Double semions in arbitrary dimension

TL;DR

This paper generalizes the double semion topological quantum field theory to higher dimensions, constructing a local Hamiltonian and analyzing excitations, ground state degeneracy, and the role of higher Betti numbers in the wavefunction.

Contribution

It introduces a higher-dimensional extension of the double semion theory with a local Hamiltonian and explores its topological properties and relation to other models.

Findings

For odd dimensions, related to the toric code by a local unitary transformation.

For even dimensions, ground state degeneracy differs from the toric code.

Higher Betti numbers influence the ground state wavefunction structure.

Abstract

We present a generalization of the double semion topological quantum field theory to higher dimensions, as a theory of $d-1$ dimensional surfaces in a $d$ dimensional ambient space.

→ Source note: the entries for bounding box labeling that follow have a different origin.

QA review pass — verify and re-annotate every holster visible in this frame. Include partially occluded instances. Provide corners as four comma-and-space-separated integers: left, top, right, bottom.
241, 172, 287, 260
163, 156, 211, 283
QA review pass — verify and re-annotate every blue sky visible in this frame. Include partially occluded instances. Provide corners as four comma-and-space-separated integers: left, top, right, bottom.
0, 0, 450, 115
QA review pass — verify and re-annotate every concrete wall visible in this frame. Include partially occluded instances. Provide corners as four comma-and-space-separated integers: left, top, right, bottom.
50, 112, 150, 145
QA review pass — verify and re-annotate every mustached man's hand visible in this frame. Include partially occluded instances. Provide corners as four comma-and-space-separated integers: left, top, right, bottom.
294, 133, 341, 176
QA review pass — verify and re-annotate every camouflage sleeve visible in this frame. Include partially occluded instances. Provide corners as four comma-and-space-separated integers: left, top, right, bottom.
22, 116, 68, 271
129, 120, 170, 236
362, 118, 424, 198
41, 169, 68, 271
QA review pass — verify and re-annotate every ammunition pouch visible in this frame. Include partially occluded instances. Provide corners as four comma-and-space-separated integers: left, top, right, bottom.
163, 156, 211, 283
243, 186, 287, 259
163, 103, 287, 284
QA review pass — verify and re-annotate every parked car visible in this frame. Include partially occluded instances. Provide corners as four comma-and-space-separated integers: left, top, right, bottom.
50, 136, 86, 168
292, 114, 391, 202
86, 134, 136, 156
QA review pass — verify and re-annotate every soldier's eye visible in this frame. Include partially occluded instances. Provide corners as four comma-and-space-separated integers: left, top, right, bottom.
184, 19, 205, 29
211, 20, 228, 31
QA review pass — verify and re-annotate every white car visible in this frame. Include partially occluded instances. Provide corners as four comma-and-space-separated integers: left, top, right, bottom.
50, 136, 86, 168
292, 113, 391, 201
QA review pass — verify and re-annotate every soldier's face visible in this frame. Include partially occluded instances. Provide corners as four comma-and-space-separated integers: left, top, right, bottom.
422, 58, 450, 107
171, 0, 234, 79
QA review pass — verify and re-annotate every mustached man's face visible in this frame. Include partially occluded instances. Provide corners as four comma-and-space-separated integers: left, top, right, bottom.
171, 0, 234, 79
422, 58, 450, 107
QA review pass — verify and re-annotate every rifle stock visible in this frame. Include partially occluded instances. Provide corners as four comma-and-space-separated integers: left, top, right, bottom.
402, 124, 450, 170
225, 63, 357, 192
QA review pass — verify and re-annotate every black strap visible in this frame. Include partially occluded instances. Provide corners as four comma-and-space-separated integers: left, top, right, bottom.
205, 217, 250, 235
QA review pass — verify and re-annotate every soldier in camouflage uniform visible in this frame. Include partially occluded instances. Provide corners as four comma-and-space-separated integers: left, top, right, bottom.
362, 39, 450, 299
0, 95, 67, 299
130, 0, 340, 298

We construct a local Hamiltonian which is a sum of commuting projectors and analyze the excitations and the ground state degeneracy. Defining a consistent set of local rules requires the sign structure of the ground state wavefunction to depend not just on the number of disconnected surfaces, but also upon their higher Betti numbers through the semicharacteristic. For odd $d$ the theory is related to the toric code by a local unitary transformation, but for even $d$ the dimension of the space of zero energy ground states is in general different from the toric code and for even $d>2$ it is also in general different from that of the twisted $Z_2$ Dijkgraaf-Witten model.